Studio album by Chilliwack
- Released: December 1979
- Studio: Mushroom Studios, Vancouver
- Genre: Rock
- Length: 35:49
- Label: Mushroom Records
- Producer: Bill Henderson, Brian MacLeod

Chilliwack chronology
| Lights from the Valley (1978) | Breakdown in Paradise (1979) | Wanna Be a Star (1981) |

= Breakdown in Paradise =

Breakdown in Paradise is the eighth album by the Canadian rock band Chilliwack, released in December 1979. The album was originally intended to be called Road to Paradise, but the death of Mushroom Records head Shelly Siegel in January 1979 made the collapse of the label, which had released each of Chilliwack's last three albums, all but certain. In addition, after the last album three of the longstanding band members left the group, leaving only Bill Henderson and Brian MacLeod from the prior lineup. Throughout recording, the band was tinkering with its lineup, and only bass player Ab Bryant continued to appear with the group after Mushroom's collapse.

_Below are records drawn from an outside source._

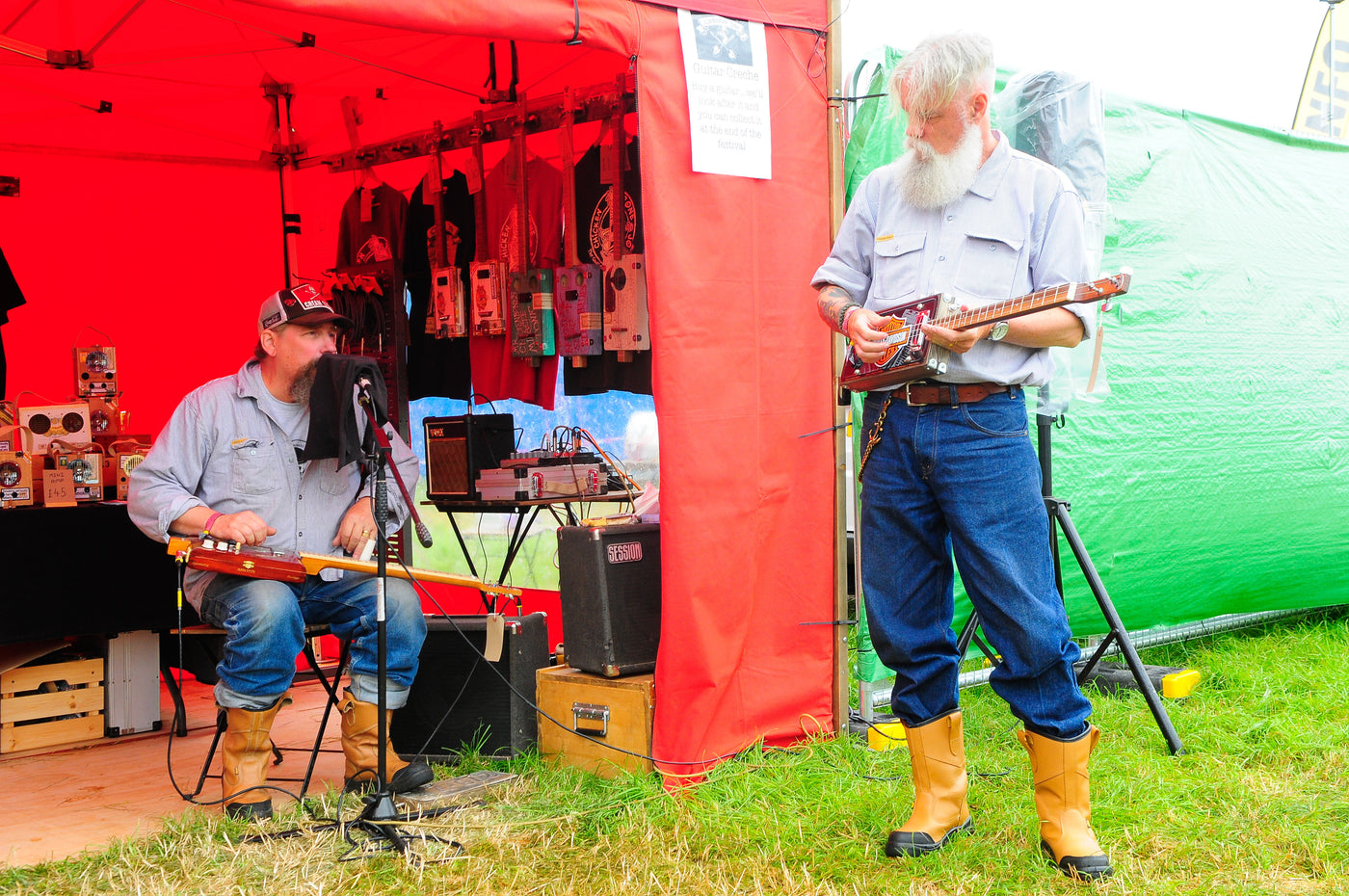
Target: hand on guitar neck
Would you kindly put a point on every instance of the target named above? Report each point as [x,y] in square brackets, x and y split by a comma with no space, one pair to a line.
[245,526]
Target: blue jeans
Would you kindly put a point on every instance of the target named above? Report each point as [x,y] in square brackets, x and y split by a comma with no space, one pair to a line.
[265,630]
[964,479]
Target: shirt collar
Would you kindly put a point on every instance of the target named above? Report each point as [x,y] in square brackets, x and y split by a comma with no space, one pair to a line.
[993,171]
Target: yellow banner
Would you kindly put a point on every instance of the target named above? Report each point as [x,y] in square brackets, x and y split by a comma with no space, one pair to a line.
[1324,107]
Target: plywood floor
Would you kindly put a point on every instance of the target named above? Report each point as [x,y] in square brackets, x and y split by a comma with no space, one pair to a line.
[63,802]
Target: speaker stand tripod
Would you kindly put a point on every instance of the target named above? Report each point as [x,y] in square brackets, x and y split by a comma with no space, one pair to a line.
[1059,517]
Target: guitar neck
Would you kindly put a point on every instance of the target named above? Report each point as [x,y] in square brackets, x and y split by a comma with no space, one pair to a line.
[316,562]
[1041,300]
[263,563]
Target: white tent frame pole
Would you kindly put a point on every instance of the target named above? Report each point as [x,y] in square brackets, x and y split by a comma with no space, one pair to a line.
[842,490]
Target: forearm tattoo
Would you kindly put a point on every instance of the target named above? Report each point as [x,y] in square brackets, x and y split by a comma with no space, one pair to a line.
[833,305]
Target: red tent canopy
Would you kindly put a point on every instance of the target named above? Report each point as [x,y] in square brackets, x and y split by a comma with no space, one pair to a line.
[150,209]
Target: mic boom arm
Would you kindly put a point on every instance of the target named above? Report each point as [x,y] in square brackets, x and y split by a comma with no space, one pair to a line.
[422,532]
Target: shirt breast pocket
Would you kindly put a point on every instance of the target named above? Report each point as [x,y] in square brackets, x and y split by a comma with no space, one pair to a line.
[340,482]
[899,262]
[253,468]
[988,266]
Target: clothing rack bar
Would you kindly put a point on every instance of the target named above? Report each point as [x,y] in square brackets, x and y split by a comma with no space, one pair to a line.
[542,114]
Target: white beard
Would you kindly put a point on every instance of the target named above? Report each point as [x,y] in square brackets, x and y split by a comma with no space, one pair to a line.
[933,179]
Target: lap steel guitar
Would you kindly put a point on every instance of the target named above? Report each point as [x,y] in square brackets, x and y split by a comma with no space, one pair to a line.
[287,566]
[910,356]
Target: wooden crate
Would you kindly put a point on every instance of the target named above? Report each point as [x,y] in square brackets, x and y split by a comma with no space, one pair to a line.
[611,713]
[31,718]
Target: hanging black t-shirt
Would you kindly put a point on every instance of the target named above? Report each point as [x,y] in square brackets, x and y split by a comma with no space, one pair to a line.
[10,299]
[594,246]
[437,367]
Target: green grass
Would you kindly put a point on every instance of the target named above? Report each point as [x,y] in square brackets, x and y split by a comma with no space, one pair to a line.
[1256,804]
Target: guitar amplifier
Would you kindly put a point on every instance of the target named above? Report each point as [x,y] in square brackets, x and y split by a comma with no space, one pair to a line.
[610,582]
[461,702]
[458,448]
[69,421]
[96,370]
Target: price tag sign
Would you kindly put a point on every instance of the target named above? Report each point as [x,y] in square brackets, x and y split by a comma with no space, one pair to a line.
[58,488]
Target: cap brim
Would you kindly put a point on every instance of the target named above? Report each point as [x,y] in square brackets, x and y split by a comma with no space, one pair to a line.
[316,317]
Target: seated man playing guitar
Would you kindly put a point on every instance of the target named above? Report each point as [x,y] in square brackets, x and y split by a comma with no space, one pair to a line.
[225,467]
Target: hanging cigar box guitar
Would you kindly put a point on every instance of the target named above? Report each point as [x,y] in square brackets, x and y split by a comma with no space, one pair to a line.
[289,566]
[488,288]
[532,329]
[626,320]
[579,303]
[910,356]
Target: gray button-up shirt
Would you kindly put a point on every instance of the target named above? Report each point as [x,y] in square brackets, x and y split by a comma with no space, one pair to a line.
[1018,229]
[222,450]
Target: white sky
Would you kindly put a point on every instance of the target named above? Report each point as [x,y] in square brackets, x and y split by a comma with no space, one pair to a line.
[1241,60]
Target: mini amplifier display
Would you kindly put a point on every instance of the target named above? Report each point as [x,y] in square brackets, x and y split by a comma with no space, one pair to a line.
[579,303]
[445,317]
[626,327]
[15,479]
[458,448]
[526,484]
[67,421]
[85,465]
[532,313]
[488,288]
[120,459]
[96,371]
[104,417]
[15,468]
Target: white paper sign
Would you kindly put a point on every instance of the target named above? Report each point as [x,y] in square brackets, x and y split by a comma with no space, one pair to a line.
[726,69]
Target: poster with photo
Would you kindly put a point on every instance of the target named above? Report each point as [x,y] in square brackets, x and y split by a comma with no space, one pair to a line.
[726,69]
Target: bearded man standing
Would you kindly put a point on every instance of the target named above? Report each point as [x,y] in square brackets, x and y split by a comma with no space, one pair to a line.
[950,465]
[228,467]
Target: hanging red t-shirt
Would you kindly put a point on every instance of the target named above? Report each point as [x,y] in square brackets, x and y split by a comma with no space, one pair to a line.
[496,373]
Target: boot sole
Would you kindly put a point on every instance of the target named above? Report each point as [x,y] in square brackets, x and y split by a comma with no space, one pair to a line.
[1086,868]
[901,844]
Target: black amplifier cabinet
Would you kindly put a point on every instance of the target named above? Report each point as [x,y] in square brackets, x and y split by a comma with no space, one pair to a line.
[461,700]
[459,447]
[610,580]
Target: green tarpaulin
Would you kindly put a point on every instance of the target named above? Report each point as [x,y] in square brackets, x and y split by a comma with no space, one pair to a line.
[1214,475]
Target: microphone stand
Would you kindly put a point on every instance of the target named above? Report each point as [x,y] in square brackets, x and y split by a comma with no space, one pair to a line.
[380,804]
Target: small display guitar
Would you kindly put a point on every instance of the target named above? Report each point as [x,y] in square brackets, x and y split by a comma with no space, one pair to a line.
[287,566]
[908,354]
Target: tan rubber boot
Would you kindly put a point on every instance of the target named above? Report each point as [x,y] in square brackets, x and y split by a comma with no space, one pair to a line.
[245,750]
[1063,804]
[359,744]
[937,751]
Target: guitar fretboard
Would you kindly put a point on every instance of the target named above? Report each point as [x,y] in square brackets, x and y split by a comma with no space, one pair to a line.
[1020,305]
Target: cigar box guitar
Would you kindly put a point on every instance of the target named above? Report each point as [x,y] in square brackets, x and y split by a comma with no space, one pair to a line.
[910,356]
[287,566]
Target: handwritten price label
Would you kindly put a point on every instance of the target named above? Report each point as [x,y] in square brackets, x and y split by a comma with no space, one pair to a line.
[58,488]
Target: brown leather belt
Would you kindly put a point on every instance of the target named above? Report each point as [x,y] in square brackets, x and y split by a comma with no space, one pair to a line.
[928,393]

Because of the label's financial problems, there were no real hits from the album.

==Critical reception==
In the review of Billboard issued on May 3, 1980, staff highlighted "Communication Breakdown" and found its melodic line catchy.

==Track listing==
1. "Communication Breakdown" (Henderson) (3:45)
2. "Trial By Fire" (MacLeod, Henderson, Roles) (3:26)
3. "Guilty" (Henderson) (3:24)
4. "148 Heavy" (Henderson, MacLeod) (3:55)
5. "Let It All Begin" (MacLeod, Henderson) (3:37)
6. "So Strong" (Henderson) (3:53)
7. "Last Time" (Henderson) (4:37)
8. "Are You With Me" (Henderson) (4:52)
9. "Road to Paradise" (MacLeod, Henderson) (4:20)

==Personnel==
- Chilliwack
- Bill Henderson - guitar, lead and backing vocals
- Brian MacLeod - guitar, backing vocals, lead vocals on 5, synthesizer, piano, vibes, drums on 2,5.6-9
- Ab Bryant - bass
- John Roles - guitar, "stratospheric" backing vocals
- Bucky Berger - drums on 1, 3, 4

During the album's recording, Berger had left and was replaced after the album was finished by Rick Taylor. Consequently, Taylor's photo appears on the back cover.